Dependable Computing Systems Lab

 

The DCS Lab, directed by Dr. Song Fu, aims to explore in-depth understanding of reliability, availability, and performance in distributed and cloud computing systems, and develop innovative system technologies. The research has been supported in part by funding from the National Science Foundation, and Los Alamos National Laboratory.


 People

Director:  Dr. Song Fu

PhD candidates:  Ziming Zhang,  Qiang Guan

Undergraduate research students:  Oluwaseun Adeyemi, Chi-Chen Chiu

Research Topics

System Reliability and Availability, Dependable Computing, Self-Managing and Reconfigurable System, Virtual Machines, Cloud Computing, Distributed Systems and Networking, Power Management, and Performance Evaluation.

Research Grants

  • NSF, “CSR: Failure-Aware Monitoring and Management of Online Availability and Performance for Dependable Computing Clusters”, 9/2009-8/2012 (PI)

  • Amazon, “Advanced Distributed Computing on Amazon EC2 Cloud”, 4/2012-3/2013 (PI)

  • LANL, “An Infrastructure to Support Research on Dependable High-Productivity Cluster Systems”, 11/2008-9/2009 (PI)

  • Xilinx Inc., Reconfigurable Computing on FPGAs, 10/2010-9/2011 (PI)

  • UNT, RIG: Autonomic Anomaly Identification for Developing Highly Dependable Cloud Computing Systems, 2/2012-1/2013 (PI)

  • UNT, “ROP: Developing High-Productivity and Green Resource Management Systems in Cloud Computing”, 9/2011-8/2012 (PI)

  • UNT, “RIG: Explore Failure Prediction for Proactive Resource Management in Highly Dependable Systems”, 1/2011-12/2011 (PI)

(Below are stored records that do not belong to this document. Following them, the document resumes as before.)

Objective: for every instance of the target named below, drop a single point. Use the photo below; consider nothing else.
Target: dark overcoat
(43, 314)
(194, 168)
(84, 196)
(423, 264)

  • NMT, “Failure-Aware Resource Management for High-Availability Computing with Reconfigurable Distributed Virtual Machines“,1/2010-12/2010 (PI)

Projects

  • Failure-aware resource management for high-availability computing in networked computer systems

In large-scale networked computer systems, component failures become norms instead of exceptions. Failure prediction is a crucial technique for self-managing resource burdens. In this project, we are exploring the proactive failure management techniques to enhance the system availability. As a long-term objective, we are to develop a self-managing system which is capable of predicting, detecting, and recovering from failures automatically. To characterize failure dynamics, we propose theoretical models to quantify the temporal and spatial correlation among failure events. We cluster failure events based on their correlations and predict their future occurrences. We implemented a failure prediction framework, called PREdictor of Failure Events Correlated Temporal-Spatially (hPREFECTS). We evaluated the performance of hPREFECTS in both offline prediction of failures by using the Los Alamos HPC traces and online prediction in a production computational grid. By exploring failure prediction techniques, we are developing failure-aware resource management mechanisms to construct resilient computing systems with dependability assurance.

Q. Guan, Z. Zhang and S. Fu, "Ensemble of Bayesian Predictors and Decision Trees for Proactive Failure Management in Cloud Computing Systems", Journal of Communications, pp 52--61, 7(1), 2012.

S. Fu, "Failure Detection and Prediction for Dependable Cloud Computing Systems", Proc. of IEEE Global Communication Conference (GLOBECOM'11), December 2011.

N. DeBardeleben, S. Blanchard, Q. Guan, Z. Zhang, and S. Fu, "Experimental Framework for Injecting Logic Errors in a Virtual Machine to Profile Applications for Soft Error Resilience", Proc. of Resilience, the 17th International European Conference on Parallel and Distributed Computing (Euro-Par'11), September 2011.

Q. Guan, Z. Zhang and S. Fu, "Proactive Failure Management by Integrated Unsupervised and Semi-Supervised Learning for Dependable Cloud Systems", Proc. of IEEE International Conference on Availability, Reliability and Security (ARES'11), August 2011.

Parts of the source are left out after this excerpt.